En estas reuniones los representantes de los países adheridos a la convención discuten y evalúan los progresos relacionados con el objetivo de la CMNUCC sobre el cambio climático.

Por tanto, las COP no son reuniones científicas, sino de corte político en las que se trata de llegar a acuerdos.
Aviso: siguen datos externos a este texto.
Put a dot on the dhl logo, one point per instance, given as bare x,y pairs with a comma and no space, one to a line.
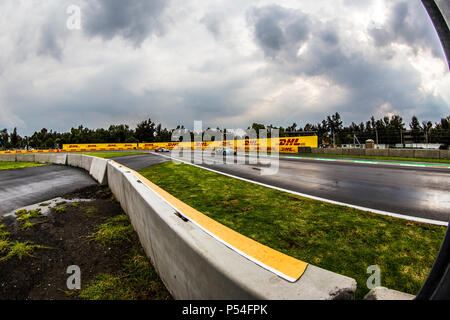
290,142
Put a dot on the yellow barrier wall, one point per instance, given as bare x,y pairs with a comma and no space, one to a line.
285,145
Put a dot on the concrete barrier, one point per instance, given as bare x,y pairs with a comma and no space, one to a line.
377,152
26,157
42,158
194,265
58,158
427,154
444,154
98,170
402,153
74,160
86,162
353,152
8,157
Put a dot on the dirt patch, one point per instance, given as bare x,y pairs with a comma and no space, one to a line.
65,234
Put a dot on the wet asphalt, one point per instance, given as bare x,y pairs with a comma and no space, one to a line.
27,186
418,192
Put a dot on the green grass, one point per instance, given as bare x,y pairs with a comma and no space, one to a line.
26,217
111,154
375,158
10,249
7,165
137,279
337,238
18,249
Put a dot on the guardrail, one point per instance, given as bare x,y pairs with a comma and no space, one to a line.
192,263
400,153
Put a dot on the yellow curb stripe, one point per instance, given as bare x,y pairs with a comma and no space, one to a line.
289,266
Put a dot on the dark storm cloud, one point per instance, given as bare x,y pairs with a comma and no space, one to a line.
213,22
407,23
133,20
279,30
369,81
51,41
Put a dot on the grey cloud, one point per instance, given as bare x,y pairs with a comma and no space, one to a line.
407,23
368,81
213,22
278,30
51,42
133,20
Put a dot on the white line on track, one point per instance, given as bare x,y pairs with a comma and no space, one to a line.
381,212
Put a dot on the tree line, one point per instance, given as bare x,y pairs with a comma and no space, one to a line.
331,130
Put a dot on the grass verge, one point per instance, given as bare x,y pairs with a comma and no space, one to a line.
340,239
7,165
136,279
111,154
317,155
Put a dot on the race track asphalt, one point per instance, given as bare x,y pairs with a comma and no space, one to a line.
27,186
418,192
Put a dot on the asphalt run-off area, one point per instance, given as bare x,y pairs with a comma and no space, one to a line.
411,191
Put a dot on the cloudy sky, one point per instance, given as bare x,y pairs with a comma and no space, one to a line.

A la luz de los informes científicos, jefes de estado, presidentes, primeros ministros y otras autoridades políticas discuten y acuerdan las medidas a tomar para mitigar el cambio climático y los riesgos asociados y abordar la adaptación.

Los (escasos) frutos de las reuniones


Hasta el momento, los dos hitos más importantes de las COP han sido:

¿Qué podemos esperar de la COP25?


La celebración de la COP25 estos días en Madrid coincide, prácticamente, con la declaración de la emergencia climática del Parlamento Europeo el 28 de noviembre.

Quedan detrás 25 años de reuniones de las partes en las que se ha avanzado muy poco hacia una significativa reducción de las emisiones de GEI y, por tanto, hacia la desaceleración del proceso de cambio climático.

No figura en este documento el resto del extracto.